E’ stato un derby combattuto, con i duellanti vicini ogni volta che il Toro pressava, anche se poi, alla fine, sono proprio queste le partite che la Juventus preferisce: aspre, complicate. Belotti è già, nel suo genere, un piccolo Higuain. Penso al modo in cui recita il ruolo, in esclusiva funzione della squadra. Higuain, invece, è Higuain. Lo avevo lasciato schiacciato da Mandzukic, lo ritrovo padrone dell’area, tre occasioni due gol. Il detonatore della rimonta. A buon intenditor (intenditor?).

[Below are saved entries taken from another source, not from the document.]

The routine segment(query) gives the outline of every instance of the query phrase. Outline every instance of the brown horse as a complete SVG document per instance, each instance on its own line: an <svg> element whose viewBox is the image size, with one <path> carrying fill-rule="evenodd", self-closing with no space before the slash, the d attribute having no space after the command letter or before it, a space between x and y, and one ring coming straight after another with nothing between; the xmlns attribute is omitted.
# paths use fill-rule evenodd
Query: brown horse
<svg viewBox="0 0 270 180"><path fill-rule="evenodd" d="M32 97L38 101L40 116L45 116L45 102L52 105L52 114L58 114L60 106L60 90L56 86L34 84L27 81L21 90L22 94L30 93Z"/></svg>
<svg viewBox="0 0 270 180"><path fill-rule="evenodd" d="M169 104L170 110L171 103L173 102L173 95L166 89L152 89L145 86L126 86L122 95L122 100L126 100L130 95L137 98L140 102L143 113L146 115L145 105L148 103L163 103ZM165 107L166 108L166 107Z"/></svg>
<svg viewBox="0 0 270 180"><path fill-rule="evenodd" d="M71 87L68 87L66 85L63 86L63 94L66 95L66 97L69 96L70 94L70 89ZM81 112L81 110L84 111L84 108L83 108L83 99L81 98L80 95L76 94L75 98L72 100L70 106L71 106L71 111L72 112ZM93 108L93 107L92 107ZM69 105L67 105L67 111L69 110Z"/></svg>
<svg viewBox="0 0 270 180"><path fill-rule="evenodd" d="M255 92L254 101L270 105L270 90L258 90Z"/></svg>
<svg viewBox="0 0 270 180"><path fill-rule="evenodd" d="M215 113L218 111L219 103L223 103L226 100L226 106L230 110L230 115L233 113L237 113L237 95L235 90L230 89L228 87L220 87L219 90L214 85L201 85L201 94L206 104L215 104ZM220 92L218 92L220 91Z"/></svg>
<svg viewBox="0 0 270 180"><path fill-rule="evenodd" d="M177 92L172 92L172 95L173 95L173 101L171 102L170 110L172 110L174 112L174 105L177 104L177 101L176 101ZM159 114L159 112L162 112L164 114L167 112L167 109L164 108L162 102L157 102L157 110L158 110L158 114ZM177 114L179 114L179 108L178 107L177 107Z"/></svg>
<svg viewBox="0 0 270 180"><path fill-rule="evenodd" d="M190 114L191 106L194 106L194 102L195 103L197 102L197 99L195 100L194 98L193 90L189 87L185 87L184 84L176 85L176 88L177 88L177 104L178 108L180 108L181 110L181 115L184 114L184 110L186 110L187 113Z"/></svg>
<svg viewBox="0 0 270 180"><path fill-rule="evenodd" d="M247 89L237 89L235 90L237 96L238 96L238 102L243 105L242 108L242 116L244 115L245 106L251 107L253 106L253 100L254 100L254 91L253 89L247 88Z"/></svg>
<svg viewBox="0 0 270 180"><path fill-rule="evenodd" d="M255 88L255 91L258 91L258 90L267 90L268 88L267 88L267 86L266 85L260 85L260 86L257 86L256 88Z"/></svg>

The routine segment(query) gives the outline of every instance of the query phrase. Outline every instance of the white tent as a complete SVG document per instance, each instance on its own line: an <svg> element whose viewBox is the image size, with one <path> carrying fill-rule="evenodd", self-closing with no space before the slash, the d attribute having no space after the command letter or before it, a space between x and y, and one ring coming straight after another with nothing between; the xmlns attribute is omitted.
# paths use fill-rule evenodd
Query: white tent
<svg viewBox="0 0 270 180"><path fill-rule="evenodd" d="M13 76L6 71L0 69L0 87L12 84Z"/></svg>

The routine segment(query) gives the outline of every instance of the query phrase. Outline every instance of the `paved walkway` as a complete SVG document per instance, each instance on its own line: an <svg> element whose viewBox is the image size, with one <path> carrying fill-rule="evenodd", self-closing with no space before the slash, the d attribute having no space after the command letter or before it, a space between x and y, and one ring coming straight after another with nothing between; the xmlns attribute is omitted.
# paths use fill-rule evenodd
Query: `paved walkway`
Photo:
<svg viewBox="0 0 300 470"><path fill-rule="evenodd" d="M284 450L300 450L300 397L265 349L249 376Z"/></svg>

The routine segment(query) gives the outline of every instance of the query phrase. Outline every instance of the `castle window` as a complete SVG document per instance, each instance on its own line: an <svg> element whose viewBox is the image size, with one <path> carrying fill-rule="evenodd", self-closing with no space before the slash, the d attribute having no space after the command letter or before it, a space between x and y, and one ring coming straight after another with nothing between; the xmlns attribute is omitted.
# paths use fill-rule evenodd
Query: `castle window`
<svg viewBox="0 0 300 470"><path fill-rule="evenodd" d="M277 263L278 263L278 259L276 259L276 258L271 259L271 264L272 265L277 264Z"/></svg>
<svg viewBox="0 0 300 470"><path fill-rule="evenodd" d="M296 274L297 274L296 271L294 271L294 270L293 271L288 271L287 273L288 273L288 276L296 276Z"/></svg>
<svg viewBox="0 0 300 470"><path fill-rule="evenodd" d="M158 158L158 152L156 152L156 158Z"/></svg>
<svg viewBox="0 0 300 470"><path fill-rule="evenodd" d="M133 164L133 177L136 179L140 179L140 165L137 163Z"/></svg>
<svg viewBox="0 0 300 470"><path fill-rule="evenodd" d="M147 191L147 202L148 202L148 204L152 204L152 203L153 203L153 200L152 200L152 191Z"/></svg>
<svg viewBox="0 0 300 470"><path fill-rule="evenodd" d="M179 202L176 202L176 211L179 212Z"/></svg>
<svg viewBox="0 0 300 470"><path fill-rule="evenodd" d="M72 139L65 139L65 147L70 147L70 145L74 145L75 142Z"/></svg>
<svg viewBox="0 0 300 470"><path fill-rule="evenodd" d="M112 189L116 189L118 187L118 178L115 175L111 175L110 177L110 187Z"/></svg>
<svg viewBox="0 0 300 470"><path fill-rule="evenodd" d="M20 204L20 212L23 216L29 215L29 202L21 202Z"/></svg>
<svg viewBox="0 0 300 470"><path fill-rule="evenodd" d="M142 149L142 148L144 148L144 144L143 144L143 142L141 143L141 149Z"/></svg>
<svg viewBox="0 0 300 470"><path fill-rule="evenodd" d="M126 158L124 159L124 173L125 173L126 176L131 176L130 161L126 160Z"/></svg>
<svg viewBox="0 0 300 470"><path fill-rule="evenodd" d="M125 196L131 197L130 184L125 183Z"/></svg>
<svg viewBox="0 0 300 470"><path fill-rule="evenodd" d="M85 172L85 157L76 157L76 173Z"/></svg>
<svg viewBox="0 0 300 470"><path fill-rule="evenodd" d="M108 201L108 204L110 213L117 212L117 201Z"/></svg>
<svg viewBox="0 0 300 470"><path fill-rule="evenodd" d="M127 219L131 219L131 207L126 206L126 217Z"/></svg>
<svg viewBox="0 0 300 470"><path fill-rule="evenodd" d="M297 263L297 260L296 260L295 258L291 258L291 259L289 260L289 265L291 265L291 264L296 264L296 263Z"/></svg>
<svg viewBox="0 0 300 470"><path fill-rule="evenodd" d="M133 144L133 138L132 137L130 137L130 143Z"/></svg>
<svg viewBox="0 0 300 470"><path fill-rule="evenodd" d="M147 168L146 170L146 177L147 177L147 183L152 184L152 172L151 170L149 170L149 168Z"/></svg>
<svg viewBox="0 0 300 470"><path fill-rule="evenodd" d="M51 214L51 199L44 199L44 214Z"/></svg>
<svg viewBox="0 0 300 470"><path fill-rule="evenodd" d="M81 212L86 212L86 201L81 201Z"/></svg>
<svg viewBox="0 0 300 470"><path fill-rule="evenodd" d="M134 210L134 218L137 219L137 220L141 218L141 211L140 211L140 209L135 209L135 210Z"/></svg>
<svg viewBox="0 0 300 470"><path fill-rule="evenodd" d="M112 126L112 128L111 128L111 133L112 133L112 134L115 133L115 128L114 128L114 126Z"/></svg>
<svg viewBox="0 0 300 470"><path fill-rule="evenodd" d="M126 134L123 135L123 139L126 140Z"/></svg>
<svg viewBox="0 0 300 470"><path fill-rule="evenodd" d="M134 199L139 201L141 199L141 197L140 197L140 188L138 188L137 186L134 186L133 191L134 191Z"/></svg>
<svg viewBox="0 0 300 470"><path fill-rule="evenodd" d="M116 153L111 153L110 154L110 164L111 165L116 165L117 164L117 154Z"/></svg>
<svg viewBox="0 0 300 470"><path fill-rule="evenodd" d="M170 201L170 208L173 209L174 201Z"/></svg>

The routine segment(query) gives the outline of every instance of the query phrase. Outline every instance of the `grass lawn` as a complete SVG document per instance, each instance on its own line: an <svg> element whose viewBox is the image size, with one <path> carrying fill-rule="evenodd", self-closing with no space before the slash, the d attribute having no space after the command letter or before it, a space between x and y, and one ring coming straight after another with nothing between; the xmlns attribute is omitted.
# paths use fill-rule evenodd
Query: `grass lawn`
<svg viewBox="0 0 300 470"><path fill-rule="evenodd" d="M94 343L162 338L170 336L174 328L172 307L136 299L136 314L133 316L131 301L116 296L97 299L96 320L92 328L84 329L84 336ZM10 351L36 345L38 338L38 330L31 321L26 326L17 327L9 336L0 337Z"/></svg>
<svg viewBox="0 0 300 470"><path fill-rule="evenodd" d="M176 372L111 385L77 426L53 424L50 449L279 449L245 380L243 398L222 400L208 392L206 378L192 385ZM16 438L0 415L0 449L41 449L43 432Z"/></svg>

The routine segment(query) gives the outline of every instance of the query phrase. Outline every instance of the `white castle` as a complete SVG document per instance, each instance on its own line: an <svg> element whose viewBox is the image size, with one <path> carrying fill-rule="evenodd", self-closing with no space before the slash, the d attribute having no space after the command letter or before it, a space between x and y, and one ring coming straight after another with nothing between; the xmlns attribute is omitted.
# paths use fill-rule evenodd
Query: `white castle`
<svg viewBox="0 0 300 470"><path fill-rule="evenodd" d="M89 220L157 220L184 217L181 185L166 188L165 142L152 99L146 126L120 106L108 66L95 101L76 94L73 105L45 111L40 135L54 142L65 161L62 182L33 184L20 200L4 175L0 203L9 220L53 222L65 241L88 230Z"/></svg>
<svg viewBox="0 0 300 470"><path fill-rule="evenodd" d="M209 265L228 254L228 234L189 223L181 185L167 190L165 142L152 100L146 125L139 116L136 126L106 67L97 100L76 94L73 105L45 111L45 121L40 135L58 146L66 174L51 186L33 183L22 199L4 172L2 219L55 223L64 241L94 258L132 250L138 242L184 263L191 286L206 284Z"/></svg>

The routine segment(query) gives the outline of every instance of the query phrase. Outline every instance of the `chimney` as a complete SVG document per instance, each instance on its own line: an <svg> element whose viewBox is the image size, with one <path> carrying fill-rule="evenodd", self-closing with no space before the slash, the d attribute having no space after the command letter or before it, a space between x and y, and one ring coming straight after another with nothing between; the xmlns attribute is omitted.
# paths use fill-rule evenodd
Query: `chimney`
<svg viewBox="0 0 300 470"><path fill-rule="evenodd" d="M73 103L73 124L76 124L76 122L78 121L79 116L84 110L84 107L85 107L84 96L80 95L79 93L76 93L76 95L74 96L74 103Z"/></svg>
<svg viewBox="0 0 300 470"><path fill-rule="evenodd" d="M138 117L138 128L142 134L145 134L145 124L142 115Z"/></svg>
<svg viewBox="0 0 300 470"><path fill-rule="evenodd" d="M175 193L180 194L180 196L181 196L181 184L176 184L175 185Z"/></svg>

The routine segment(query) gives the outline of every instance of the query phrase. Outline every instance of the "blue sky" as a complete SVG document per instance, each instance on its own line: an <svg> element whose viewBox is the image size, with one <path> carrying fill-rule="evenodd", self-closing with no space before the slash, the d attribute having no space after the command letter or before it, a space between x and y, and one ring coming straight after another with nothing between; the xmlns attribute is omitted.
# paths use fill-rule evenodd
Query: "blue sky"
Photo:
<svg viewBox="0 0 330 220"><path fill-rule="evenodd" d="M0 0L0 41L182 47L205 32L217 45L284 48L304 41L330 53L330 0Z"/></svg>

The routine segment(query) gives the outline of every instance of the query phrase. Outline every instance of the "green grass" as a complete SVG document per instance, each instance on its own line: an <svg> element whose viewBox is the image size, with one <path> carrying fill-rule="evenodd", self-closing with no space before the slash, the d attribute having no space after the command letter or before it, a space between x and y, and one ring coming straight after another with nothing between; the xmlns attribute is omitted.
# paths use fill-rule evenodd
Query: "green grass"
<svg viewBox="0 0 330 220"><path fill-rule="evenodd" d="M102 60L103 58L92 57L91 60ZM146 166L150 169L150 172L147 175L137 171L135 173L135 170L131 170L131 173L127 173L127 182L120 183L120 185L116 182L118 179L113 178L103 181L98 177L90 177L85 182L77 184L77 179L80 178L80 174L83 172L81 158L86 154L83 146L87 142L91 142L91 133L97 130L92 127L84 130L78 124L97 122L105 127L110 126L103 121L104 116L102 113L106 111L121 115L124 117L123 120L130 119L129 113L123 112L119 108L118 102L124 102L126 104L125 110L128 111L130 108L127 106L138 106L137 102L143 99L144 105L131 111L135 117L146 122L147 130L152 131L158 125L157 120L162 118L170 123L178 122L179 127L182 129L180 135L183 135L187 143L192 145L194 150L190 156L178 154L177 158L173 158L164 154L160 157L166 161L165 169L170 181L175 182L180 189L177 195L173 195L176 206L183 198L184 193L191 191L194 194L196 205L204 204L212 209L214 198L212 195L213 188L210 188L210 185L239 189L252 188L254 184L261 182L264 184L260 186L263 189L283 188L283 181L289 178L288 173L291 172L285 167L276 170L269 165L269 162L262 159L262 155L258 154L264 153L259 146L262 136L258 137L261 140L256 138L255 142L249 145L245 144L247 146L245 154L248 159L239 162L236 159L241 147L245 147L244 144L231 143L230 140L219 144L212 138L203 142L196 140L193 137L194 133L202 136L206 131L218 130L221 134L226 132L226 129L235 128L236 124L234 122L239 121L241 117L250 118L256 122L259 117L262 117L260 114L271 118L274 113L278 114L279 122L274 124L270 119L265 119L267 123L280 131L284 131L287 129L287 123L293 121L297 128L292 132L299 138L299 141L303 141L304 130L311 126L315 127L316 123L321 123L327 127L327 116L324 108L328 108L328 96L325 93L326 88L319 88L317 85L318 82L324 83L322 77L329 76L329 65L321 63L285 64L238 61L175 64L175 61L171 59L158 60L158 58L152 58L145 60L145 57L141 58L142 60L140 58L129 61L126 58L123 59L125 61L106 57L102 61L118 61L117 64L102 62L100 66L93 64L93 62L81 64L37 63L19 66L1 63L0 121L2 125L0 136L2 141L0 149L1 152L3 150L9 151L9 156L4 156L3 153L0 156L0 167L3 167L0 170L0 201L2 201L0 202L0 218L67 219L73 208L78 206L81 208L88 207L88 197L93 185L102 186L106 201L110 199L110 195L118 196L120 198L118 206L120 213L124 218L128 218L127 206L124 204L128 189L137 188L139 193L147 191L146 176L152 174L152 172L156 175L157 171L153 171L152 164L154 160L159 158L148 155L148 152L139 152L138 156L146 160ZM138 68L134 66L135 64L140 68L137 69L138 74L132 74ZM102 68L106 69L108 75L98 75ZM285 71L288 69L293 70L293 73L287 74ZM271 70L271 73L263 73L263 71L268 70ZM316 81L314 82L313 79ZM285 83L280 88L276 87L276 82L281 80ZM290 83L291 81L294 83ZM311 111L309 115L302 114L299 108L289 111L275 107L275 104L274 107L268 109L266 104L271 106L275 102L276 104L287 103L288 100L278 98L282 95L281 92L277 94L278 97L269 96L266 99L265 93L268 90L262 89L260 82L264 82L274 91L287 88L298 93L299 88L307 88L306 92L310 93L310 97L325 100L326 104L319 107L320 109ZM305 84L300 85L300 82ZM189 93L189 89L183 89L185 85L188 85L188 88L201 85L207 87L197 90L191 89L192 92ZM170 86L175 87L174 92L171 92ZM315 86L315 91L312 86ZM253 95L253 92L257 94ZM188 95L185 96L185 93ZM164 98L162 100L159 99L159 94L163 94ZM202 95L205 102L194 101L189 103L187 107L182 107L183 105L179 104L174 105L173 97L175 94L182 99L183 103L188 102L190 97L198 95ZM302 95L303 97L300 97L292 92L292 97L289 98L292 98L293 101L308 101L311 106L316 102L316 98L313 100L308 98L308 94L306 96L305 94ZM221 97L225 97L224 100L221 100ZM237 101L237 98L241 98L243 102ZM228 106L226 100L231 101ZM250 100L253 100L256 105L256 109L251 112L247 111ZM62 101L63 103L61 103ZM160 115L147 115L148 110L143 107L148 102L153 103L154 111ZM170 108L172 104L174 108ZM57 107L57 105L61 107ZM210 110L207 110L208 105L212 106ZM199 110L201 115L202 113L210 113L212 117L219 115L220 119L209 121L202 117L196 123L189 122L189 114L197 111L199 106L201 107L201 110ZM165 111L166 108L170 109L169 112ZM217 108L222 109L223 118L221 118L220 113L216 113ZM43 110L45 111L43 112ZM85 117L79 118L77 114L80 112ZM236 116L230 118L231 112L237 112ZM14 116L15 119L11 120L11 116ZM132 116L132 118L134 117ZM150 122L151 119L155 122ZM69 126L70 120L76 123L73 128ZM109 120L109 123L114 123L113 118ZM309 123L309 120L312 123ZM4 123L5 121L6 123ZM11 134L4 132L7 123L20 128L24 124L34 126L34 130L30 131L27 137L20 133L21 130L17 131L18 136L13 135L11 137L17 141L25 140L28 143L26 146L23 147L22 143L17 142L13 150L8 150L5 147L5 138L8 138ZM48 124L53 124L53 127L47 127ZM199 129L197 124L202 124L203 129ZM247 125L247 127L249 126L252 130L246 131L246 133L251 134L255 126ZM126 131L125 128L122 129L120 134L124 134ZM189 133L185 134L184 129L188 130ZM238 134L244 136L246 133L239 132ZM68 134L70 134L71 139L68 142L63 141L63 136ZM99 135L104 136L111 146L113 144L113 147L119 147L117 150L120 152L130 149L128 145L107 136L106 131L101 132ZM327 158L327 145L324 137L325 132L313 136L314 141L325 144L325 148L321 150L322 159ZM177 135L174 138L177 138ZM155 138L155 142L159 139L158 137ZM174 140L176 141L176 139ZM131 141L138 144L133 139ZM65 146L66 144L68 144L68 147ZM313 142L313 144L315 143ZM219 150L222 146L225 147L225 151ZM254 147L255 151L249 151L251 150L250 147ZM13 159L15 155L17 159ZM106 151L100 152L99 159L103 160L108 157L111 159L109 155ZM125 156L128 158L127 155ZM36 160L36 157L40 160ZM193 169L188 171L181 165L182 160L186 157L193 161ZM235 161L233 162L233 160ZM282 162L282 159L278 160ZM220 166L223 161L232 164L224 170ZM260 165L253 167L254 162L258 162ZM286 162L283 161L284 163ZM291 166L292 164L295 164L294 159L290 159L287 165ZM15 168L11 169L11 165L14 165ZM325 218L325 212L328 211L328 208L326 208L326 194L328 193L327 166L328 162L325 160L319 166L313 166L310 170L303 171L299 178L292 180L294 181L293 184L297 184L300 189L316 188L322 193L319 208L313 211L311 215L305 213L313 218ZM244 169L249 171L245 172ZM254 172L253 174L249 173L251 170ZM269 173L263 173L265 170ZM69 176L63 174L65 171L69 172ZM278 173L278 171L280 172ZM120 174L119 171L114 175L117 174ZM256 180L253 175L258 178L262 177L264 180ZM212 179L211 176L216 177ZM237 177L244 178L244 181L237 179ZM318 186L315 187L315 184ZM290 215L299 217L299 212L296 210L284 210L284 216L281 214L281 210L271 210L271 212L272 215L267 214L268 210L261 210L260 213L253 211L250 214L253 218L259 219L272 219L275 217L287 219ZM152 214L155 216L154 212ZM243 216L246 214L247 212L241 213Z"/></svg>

Con lui, Dybala. Era senza fantasia, la Juventus. L’ha portata. Vi raccomando l’azione del terzo gol. Il Toro le ha provate tutte, dalle incursioni di Zappacosta e Barreca alla libertà di Ljajic (suo l’ultimo brivido, al 73’, con un gran destro a giro). Ricordo un paio di parate di Hart; di Buffon, invece, solo qualche uscita (se mai, una «murata» di Mandzukic su sventola di Benassi).

Le tre sconfitte a referto, la capolista le aveva sempre incassate dopo la Champions. Il Toro veniva dopo la Dinamo, un impegno un po’ così. Su entrambi i fronti, è mancata la differenza dell’ultimo passaggio. E allora ci ha pensato Higuain. L’hombre del partido.